Trouver des gestes symboliques. Il sera très porteur de permettre aux enfants comme aux ados (qui ne savent pas toujours quoi faire de leur corps !) de poser des gestes à la maison ou devant l’hôpital : déposer des fleurs, se mettre en position de prière, choisir une lecture qui fait sens pour eux… Qu’ils puissent participer activement. On peut aussi prévoir un espace dans la maison, un petit autel en la mémoire du disparu avec une photo ou des objets qui évoquent le défunt. Ce lieu sera propice pour tout ce qu’on a à lui dire, surtout au revoir, parce qu’il n’est pas question d’attendre la fin du confinement pour le faire.
Visiter enfin, ou promettre de le faire dès que cela sera possible, le cimetière, pas pour dire aurevoir – ce serait trop tard – mais pour voir où repose le défunt, sans oublier encore une fois de faire participer l’enfant. Les visites ultérieures pourront aussi être importantes à certaines périodes de la vie de l’enfant par la suite.
Quoi qu’il arrive, il ne faut pas négliger l’importance de bien gérer le deuil, pour anticiper les suivants qui ne manqueront pas ou pour réparer des deuils passés mal traversés.

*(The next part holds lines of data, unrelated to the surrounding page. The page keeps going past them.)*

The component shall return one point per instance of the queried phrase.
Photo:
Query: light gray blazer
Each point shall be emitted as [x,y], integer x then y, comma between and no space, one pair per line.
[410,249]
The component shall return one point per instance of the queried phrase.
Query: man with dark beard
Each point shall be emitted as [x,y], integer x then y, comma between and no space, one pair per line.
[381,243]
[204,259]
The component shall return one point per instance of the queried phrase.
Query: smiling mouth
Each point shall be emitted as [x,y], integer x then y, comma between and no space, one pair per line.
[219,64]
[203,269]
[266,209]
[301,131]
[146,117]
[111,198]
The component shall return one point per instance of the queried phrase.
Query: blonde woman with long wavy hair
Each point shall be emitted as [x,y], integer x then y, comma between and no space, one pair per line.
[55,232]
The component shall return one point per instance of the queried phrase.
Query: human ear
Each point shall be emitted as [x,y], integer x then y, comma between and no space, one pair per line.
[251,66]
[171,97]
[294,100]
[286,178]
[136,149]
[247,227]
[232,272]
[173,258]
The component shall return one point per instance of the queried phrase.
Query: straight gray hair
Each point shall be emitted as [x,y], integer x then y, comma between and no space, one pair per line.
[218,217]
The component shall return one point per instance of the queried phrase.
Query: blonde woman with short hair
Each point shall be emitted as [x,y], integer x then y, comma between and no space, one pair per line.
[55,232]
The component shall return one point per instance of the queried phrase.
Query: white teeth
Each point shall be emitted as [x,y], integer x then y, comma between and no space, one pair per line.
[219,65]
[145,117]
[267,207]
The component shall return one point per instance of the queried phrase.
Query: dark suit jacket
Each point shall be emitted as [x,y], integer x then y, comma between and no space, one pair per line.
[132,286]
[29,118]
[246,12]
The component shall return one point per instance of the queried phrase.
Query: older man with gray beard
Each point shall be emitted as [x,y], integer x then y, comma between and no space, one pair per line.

Le deuil peut être un moyen de se renforcer. Parce qu’une fois encore, ne l’oublions pas : le deuil n’est pas une épreuve mais un moment de la vie !
Psychologue et psychanalyste de formation, Dominique Mazin-Prieur a consacré toute sa carrière aux enfants. Elle a exercé plusieurs années dans divers établissements spécialisés auprès d’enfants porteurs de handicaps, et 30 ans au sein du service pédiatrique d’un hôpital auprès d’enfants de tous âges : du prématuré au jeune de 18 ans.
Actuellement à la retraite, elle continue cependant à accompagner des enfants et des familles dans son cabinet de Veneux-les-Sablons.